Thirty-one scientists from 10 countries called upon the U.S. EPA, the European Union and other countries to make greater investments in environmental-monitoring programs. The goal is to improve the accuracy of information gathered in ecological assessments of watersheds and river systems.

To date, monitoring approaches mandated by national environmental regulations and international treaties have relied on inaccurate environmental models and inadequate biological monitoring, the scientists stated on April 2. In many cases, monitoring programs have failed to adequately identify degraded habitat and aquatic life most at risk.

According to research scientists convened by the Society of Environmental Toxicology and Chemistry (SETAC), it is clear that field monitoring technologies have rapidly advanced over the 10 years concurrent with advances in internet communications, digital technology and computational power.
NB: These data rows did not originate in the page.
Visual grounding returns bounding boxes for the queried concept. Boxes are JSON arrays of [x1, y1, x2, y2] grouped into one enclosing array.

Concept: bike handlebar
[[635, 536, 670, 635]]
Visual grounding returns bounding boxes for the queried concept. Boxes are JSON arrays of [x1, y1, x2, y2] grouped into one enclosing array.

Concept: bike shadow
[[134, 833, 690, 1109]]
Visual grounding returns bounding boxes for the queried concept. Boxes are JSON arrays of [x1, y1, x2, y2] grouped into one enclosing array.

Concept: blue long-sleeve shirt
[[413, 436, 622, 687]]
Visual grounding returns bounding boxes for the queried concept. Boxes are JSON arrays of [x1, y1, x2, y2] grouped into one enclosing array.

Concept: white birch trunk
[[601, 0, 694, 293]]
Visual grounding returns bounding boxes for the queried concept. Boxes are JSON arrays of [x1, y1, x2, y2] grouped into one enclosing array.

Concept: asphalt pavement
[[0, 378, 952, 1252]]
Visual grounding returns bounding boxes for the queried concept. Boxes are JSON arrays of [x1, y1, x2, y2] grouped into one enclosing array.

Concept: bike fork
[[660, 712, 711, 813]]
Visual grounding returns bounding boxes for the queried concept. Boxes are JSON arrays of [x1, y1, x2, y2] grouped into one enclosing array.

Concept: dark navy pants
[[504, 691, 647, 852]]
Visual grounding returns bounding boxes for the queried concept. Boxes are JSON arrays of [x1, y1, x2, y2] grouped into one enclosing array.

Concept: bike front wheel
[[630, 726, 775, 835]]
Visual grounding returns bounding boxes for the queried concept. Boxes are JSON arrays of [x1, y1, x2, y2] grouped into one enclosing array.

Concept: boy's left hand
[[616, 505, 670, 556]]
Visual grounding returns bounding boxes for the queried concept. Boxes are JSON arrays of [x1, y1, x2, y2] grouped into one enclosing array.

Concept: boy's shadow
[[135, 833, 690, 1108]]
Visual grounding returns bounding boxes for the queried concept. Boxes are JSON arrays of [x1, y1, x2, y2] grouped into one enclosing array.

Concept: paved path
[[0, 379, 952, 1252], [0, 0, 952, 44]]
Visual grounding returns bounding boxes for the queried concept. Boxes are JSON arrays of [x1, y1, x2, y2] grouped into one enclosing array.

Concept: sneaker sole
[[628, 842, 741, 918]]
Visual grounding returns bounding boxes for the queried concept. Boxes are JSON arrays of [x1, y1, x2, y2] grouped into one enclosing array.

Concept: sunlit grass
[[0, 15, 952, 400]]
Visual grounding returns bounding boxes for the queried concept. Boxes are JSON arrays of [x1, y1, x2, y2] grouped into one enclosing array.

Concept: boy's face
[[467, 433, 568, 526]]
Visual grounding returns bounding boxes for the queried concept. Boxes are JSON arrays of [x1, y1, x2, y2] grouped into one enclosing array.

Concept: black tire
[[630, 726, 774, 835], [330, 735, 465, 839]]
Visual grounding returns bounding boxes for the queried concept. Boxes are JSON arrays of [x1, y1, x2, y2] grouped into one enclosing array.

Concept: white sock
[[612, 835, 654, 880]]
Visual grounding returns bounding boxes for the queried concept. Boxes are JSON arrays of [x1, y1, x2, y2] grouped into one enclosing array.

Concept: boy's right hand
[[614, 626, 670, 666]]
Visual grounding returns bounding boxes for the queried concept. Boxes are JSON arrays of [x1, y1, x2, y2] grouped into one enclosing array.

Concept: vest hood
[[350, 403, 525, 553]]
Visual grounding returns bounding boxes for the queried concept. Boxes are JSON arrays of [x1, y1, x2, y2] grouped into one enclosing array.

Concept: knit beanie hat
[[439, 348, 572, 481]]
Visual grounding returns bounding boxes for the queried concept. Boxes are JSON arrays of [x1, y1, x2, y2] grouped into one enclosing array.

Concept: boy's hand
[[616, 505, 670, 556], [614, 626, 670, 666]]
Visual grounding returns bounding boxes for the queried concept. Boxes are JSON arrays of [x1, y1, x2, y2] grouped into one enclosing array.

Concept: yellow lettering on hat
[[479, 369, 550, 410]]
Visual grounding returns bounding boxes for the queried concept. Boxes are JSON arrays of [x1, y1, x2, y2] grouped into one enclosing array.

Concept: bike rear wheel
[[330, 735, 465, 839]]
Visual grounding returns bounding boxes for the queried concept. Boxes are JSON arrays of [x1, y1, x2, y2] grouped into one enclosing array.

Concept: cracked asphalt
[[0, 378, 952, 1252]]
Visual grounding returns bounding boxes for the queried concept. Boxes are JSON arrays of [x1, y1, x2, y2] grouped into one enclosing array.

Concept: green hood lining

Monitoring tools reporting in real-time now are available that span a range of aquatic habitats (from marine to freshwater and from sediments to wetlands) that encompass an ever-widening range of species, and are sensitive to indicators of toxic or degraded conditions.

Scientists agreed that what has been largely lacking is a move toward the development of standardized approaches that are amenable to regulatory requirements, which increasingly demand that monitoring programs meet specific scientific standards and quality control procedures.